A partial Cot curve for E. coli strain TOP10 (Invitrogen) was
also constructed using the above techniques.
Insertion and Deletion Rate Estimates
Genomic DNA was extracted from somatic tissue samples of four
species of tetraodontid (smooth) puffers and four species of diodontid
(spiny) puffers using NucleoSpin columns (Clontech). The smooth puffers
studied were F. rubripes, T. nigroviridis,
Canthigaster valentini, and Canthigaster jactatus.
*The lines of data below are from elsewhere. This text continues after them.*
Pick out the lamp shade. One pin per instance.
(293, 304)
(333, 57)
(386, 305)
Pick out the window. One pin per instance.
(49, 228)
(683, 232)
The spiny puffers used were D. hystrix, Diodon
holacanthus, Diodon eydouxii, and Chilomycterus
schoepfi. Tissue samples from F. rubripes and D.
eydouxii were collected in Japan, samples from T. nigroviridisand D. holacanthus were obtained from fish in the aquarium
trade, and the remaining samples were obtained from the University of
Kansas Museum of Natural History Tissue Collection. The reverse
transcriptase region of non-LTR retrotransposons was initially
amplified from D. holacanthus and F. rubripes using
the degenerate primers DVO144 and DVO145 of Wright et al. (1996)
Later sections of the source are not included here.